The Administration criticized the Obama-era memo because, in the language of the Department of Education’s directive, “The Department thinks that the position set forth in the DCL would have benefitted from public input on the issues discussed in the DCL.”
Two days before the Department of Education rescinded the Obama-era guidance, the Consumer Federation of America (CFA) put out a report stating that, “As of the end of 2016, 42.4 million Americans owed $1.3 trillion in federal student loans,” and that’s excluding ”borrowing through private student loans, credit cards, and home equity loans.” The CFA also found that “$137.4 billion in balances were in default” and the average amount of student loan debt is $30,650 per borrower. According to Rohit Chopra, Senior Fellow at CFA, “3,000 preventable student loan defaults each day in America is 3,000 too many.”
The Obama directive came in response to a request from a circuit court of appeals seeking guidance in a case against United Student Aid Fund (USA Funds).
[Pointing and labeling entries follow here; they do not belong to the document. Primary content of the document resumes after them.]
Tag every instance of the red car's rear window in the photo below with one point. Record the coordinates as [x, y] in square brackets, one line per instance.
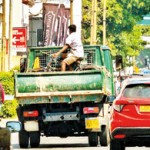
[137, 90]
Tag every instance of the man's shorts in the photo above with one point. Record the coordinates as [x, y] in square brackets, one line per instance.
[70, 60]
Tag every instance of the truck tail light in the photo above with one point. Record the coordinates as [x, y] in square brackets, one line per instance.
[118, 107]
[90, 110]
[120, 136]
[34, 113]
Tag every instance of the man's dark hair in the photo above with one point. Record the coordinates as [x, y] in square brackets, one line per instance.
[72, 28]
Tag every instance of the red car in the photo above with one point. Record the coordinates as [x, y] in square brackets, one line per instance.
[130, 115]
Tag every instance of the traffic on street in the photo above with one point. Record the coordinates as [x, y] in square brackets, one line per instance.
[71, 143]
[75, 74]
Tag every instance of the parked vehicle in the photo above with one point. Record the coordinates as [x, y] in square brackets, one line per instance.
[70, 103]
[130, 115]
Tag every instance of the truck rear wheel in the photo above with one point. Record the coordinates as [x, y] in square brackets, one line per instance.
[23, 139]
[34, 139]
[93, 139]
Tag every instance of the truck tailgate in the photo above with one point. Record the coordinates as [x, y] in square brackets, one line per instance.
[53, 87]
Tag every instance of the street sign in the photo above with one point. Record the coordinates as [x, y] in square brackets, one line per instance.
[19, 37]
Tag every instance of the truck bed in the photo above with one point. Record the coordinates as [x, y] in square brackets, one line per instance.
[56, 87]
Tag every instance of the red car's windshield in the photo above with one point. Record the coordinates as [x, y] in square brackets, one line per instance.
[137, 90]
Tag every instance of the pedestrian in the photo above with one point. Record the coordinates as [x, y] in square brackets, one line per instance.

Bryana Bible challenged the company’s assessment of collection costs, which in her case amounted to $4,547 for a defaulted loan from 2012. Earlier this year USA Funds settled a class-action suit related to the court case and ended up paying $23 million, while refusing to accept responsibility for the alleged damages.
The State of Higher Education
The Trump Administration’s directive doesn’t bode well for the future of higher education in this country. In the United States – where 70 percent of students leave school with debt and 44 percent end up in jobs that don’t require degrees – it isn’t a stretch to say that the system needs serious work if not a complete overhaul. This is particularly true when you consider that better systems already exist, such as in Germany where 82 percent of students are completely debt free.
It isn’t hard to imagine how the Trump Administration’s directive might play out in everyday life. Having graduated with a liberal arts degree, someone might seek a job in his or her field, perhaps a job as a writer or a teacher. Failing that, as is often the case, this person might spend several years bouncing between “low-skill” jobs. Slowly bills might begin to pile up – rent, utilities, healthcare premiums, car payments, credit card debt, etc. – and to make matters worse, fees might be added by an FFEL guarantee agency because the student loans have defaulted.
This action is another example of the Trump Administration’s efforts to roll back protective measures that make life just a tiny bit better for everyday people.